Reviews have also been positive for New Orleans cornerback Tyrann Mathieu, a newcomer that Miles tabbed as one of the players he’ll keep an eye on come Saturday evening.
“I just think he is one of those very young and talented guys that can step onto the field and play - and play tough,” he said. Fellow 2010 signee Tharold Simon will join Mathieu as backups to Peterson on the right side.
While new names were already set to start alongside senior Kelvin Sheppard at linebacker, an injury to junior Ryan Baker should push a number of young names into action this weekend. According to Miles, Lamin Barrow, Kevin Minter and Luke Muncie are players from the past two signing classes that look to see the field for the first time.

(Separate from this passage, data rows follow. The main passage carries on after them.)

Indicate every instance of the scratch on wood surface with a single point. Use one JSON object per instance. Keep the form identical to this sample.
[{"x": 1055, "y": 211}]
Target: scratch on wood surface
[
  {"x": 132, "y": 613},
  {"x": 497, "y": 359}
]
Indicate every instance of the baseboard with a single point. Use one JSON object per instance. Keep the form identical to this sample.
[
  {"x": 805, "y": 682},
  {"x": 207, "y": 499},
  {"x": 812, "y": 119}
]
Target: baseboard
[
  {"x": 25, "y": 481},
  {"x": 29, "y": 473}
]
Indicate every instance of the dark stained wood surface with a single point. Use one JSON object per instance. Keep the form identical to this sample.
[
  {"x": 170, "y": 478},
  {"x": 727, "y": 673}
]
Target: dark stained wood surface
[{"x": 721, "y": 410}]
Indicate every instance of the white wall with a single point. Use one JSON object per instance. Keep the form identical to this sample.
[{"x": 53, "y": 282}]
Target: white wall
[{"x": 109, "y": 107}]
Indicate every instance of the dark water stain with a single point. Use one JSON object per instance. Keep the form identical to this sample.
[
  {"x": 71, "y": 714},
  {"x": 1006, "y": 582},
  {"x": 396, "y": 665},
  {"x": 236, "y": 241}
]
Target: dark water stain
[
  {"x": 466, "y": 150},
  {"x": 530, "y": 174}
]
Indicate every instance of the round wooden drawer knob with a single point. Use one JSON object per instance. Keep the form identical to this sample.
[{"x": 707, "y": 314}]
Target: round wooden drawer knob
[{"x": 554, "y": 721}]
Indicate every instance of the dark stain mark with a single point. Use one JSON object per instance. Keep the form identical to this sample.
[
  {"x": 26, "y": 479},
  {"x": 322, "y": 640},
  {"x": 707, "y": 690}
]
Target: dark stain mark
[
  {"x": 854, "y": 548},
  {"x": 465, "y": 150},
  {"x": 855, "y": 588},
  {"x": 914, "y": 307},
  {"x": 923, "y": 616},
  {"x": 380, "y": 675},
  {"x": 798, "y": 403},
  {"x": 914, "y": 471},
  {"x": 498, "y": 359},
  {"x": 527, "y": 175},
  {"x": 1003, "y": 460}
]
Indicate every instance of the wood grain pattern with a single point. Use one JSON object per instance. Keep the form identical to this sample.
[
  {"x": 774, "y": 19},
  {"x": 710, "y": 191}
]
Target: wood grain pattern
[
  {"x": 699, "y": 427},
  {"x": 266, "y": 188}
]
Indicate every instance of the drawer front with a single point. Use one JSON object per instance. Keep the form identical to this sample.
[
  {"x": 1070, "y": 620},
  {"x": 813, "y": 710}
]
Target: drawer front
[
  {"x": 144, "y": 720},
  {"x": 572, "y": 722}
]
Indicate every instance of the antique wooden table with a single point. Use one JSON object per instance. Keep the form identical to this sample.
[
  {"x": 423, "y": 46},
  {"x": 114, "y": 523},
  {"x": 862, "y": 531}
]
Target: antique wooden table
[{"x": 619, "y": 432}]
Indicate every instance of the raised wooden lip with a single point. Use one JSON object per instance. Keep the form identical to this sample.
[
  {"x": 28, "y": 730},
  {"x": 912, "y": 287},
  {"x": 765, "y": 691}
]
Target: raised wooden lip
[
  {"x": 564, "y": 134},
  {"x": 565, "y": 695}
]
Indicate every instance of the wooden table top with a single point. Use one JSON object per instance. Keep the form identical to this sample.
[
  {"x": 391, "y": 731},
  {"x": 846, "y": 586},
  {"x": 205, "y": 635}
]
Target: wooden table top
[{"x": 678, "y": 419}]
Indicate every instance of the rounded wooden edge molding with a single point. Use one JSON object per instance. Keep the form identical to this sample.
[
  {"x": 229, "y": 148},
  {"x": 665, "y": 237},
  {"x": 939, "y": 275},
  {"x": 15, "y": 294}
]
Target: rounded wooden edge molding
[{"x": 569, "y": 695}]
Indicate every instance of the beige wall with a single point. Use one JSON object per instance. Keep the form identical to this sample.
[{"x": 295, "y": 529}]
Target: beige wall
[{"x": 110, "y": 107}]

“Lamin is getting better everyday,” Miles said. “He's a guy that learns quickly, and he's a very big, physical linebacker that will fit very comfortably in the kind of game that we'll have to play. Minter at Mike backer is a 230-plus (pounds), very athletic and very physical linebacker and can step in and play there as well.
“Depending on where you put Kelvin Sheppard, there's an opportunity for both of those guys to see a lot of game time.”
Up front, Sam Montgomery, another redshirt freshman, will get the start at right defensive end. While no starter has been named on the opposite side, Junior College transfer Ken Adams and sophomore Chancey Aghayere are the top two names.
“I think our defensive ends that will take the field have really earned spots and have shown the ability to get to the passer, shown greater quickness and shown greater range,” Miles said. “Sam Montgomery, as a redshirt freshman, gave us headaches on offense, and we couldn't wait to get him to the other side of the field. Certainly when the spring hit, it was only a matter of time before he became our starter and currently is that.
“Certain guys have a youthful ability to forgive their mistakes and to go on, and that's healthy, and then there are those very few guys who came in to play very, very dominant football right away and take the natural mindset that this play really counts,” he added. “That was Sam, and I look forward to seeing Sam and for that matter, Kendrick Adams. Both of those guys I think you'll find will make you smile.”
Add another name to the list in defensive tackle Michael Brockers, a must-play on the front line given that redshirt freshman is the lone 300-pounder of the group.
On offense, conversation begins at wide receiver.
While depth was already an issue (the unit was one of the lone to practice with walk-on players during the spring), things took a turn for the worse when Chris Tolliver - the fourth and final scholarship player outside of the 2010 signees - suffered a concussion in the team’s second Tiger Stadium scrimmage.
Welcome to the picture two signees from last February: James Wright and Kadron Boone.
Boone will play in the slot and Wright on the outside, and Miles is confident that his coaches landed a pair of prep standouts that were ready to make the immediate jump to Southeastern Conference football.
“I think at wide receiver we recruited what were two second-team spots, and those guys there are not only good but fit a spot that really gave us some advantages,” he said.
While Miles tabbed the two veteran backs as the lead men in the game plan, he also said to expect other names – from redshirt freshman Michael Ford to true freshman Spencer Ware – to get their touches as well.
“There is some talent there in that young group that frankly we might want to let get on the field and just let them carry the ball and spell some of these veteran backs,” Miles said. “I think you can look forward to seeing a carry or two mixed around.”
In short, as many as 15 names from the past two signing classes could see significant action this weekend for the first time in their college careers.
As for the armchair coordinators, scratch one off the list.